Напрасно Тринитэ называла свои страхи по именам, словно пытаясь их заклясть, — они не исчезали. Она посмотрела вниз, но не увидела даже собственных сапог.
— Эй, ты спускаешься? — окликнул ее нетерпеливый голос Сильвена, на сей раз идущий словно из самого центра Земли.
— Да, да! — отозвалась с раздражением Тринитэ.
Она попыталась ускорить движения, но почти сразу оступилась и потеряла равновесие. И вдруг ее пронзило резкое ощущение холода.
— Осторожно, вода ледяная! — произнес Сильвен рядом с ней.
«Ну наконец-то!..» — подумала Тринитэ с облегчением, несмотря на ощущение, что ее ноги почти до колен вмерзли в толщу льда.
Что ж, по крайней мере, теперь они были внизу.

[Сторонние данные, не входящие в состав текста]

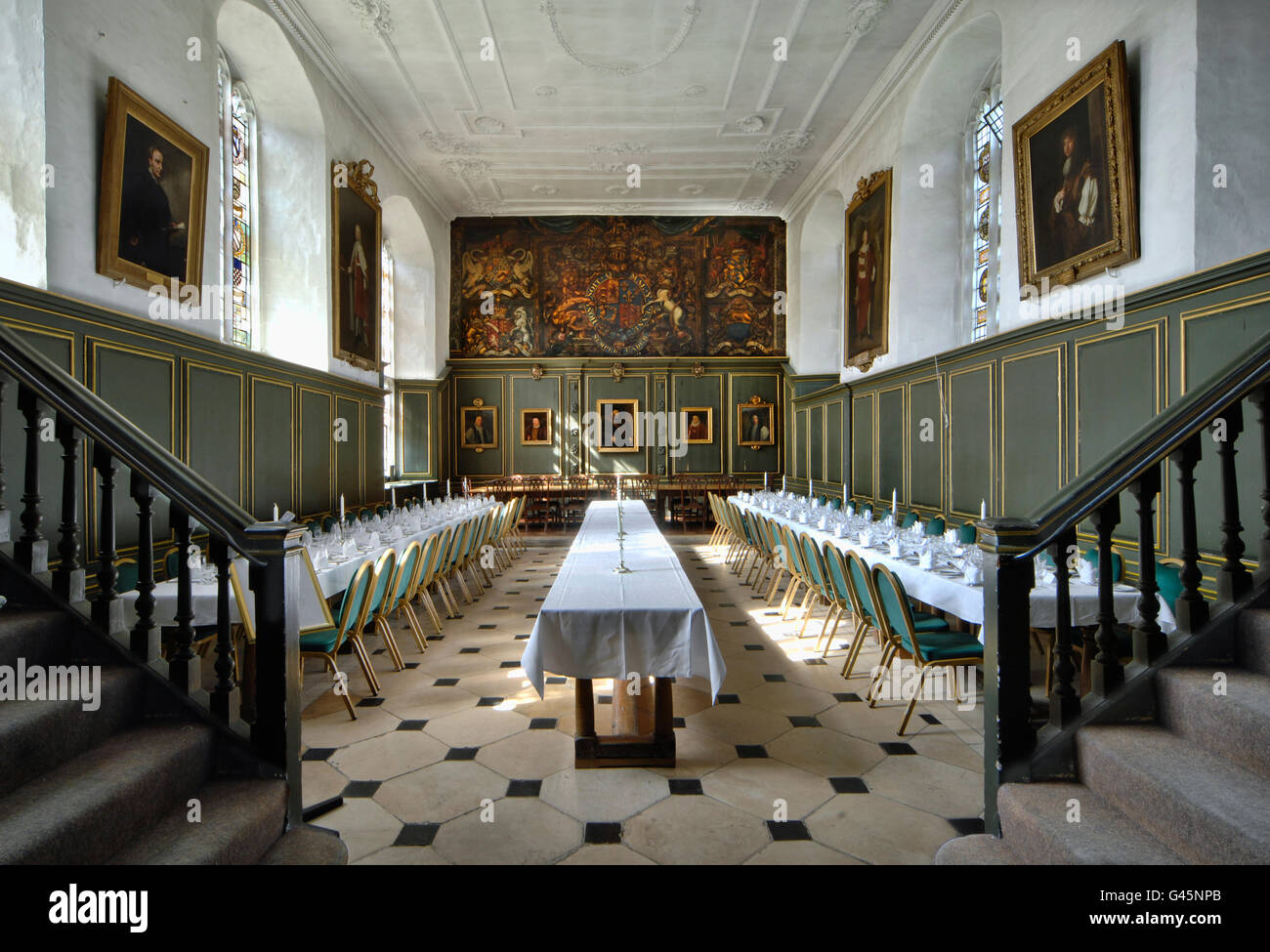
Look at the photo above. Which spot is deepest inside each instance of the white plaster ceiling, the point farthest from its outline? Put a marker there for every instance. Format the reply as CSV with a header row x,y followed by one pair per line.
x,y
576,90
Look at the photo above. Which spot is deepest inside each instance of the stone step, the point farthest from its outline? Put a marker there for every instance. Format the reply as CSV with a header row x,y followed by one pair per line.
x,y
85,810
1195,803
1037,820
239,820
1235,724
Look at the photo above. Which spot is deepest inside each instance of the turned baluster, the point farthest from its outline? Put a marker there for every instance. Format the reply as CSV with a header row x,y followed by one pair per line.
x,y
106,610
1106,674
183,665
32,549
1192,608
68,575
145,633
1261,398
1065,701
223,696
1148,642
1232,579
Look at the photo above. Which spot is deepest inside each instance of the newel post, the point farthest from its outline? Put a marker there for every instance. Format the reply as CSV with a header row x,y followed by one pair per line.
x,y
1008,736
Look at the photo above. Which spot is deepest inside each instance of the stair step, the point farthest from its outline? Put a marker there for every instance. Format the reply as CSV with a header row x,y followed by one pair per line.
x,y
38,735
1235,724
1252,642
1195,803
37,635
240,820
1034,821
308,846
89,807
977,849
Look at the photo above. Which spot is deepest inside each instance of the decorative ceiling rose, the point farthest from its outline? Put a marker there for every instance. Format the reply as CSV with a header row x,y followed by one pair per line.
x,y
466,168
373,16
618,147
447,145
690,16
775,168
864,17
791,141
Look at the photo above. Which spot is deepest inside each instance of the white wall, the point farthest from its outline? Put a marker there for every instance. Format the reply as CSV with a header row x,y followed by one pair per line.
x,y
926,313
304,126
21,143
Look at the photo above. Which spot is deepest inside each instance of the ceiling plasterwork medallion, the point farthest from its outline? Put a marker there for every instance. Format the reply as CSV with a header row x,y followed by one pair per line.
x,y
775,168
690,16
752,206
791,141
864,17
466,168
447,145
373,16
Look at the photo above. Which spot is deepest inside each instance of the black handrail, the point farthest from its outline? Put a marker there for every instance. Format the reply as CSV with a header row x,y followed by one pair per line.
x,y
1148,444
128,444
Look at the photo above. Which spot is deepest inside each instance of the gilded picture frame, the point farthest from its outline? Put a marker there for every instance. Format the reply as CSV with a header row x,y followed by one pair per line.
x,y
1075,178
356,246
867,274
152,197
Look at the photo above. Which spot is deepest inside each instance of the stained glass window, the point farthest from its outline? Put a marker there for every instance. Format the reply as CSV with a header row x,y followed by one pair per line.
x,y
985,148
386,325
239,204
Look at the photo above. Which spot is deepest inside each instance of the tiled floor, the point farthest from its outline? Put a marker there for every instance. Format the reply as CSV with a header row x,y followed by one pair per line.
x,y
461,762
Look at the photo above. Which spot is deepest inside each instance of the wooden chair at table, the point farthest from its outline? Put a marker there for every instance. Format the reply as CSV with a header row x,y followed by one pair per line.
x,y
928,650
385,569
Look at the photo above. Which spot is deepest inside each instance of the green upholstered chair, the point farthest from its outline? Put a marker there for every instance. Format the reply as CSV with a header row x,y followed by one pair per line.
x,y
325,642
928,650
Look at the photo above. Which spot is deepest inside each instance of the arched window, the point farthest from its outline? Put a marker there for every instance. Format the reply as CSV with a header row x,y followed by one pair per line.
x,y
386,324
983,217
239,210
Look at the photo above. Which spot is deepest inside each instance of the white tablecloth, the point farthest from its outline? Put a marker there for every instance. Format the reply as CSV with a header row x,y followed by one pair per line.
x,y
596,623
331,579
956,597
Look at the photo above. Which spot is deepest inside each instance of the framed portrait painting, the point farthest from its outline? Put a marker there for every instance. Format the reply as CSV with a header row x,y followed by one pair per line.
x,y
1075,178
355,228
478,427
153,190
868,271
756,426
697,423
618,426
536,427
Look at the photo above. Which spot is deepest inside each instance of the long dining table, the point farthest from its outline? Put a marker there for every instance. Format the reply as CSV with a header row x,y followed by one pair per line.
x,y
601,622
333,578
953,596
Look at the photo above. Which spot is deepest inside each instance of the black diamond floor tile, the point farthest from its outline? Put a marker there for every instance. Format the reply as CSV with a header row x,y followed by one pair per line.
x,y
847,785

В абсолютной, непроглядной темноте.
Девочка инстинктивно подняла голову — круглое отверстие колодца, через которое едва пробивался свет, казалось бледной луной в туманной ночи.
Тринитэ нащупала укрепленный на ремешке налобный фонарик, найденный среди спортивного снаряжения отца, и с трудом включила его негнущимися пальцами.
— Эй, осторожнее! — недовольно произнес Сильвен, заслоняя ладонью глаза.
Впрочем, слабый свет фонарика уже в двух шагах от них почти не позволял что-либо различить. Дальше все тонуло в мягкой густой темноте подземной ночи.
Но Тринитэ, немного приободрившись, стала осторожно перемещаться на освещенном пятачке, поворачивая и запрокидывая голову, и вскоре разглядела сводчатый коридор, уходящий в темноту, — должно быть, по нему и тянулось русло протекавшей здесь некогда реки.
— В это подземелье ведет и спуск из хижины Любена? — спросила она.
Сильвен наклонился, зачерпнул пригоршню воды и поднес ее к губам.
— Судя по всему, да, — ответил он после недолгого сосредоточенного молчания.
— И вы действительно думаете, что мы пойдем через этот коридор, по колено в воде? А ведь она, возможно, будет прибывать…
При мысли об этом Сильвен застыл. Затем попытался призвать на помощь свой профессорский авторитет.
— Бьевра исчезла сто лет назад, — произнес он немного более жестко, чем подобало в данном случае, — как будто признать нынешнее существование Бьевры означало бы убить всю романтику воспоминаний о ней. — В районе предместий вода в ней еще сохранилась, но с начала двадцатого века до Парижа она не доходит.
— По официальным сведениям, — заметила Тринитэ, входя в коридор. — Но откуда берется вот эта вода?
Однако Сильвен стоял на своем:
— Сточные воды, грунтовые воды, да неважно что… Для нас сейчас главное — повторить маршрут белых обезьян.
Удивленная переменой тона профессора, Тринитэ лишь спросила:
— Вы хорошо здесь ориентируетесь?
— Надеюсь, что да, — пробормотал Сильвен. Некоторое время он оставался в нерешительности, затем повернул налево.
Тринитэ решила больше ничего не говорить, а заодно поменьше размышлять. Но воспоминания о прошлой ночи постоянно приходили ей на память.
«Главное — не думать о крысах!»
Однако любой, даже самый слабый звук — капающая вода, шорох собственной куртки, отдаленный шум от проносящегося где-то над головой поезда метро — заставлял ее вздрагивать.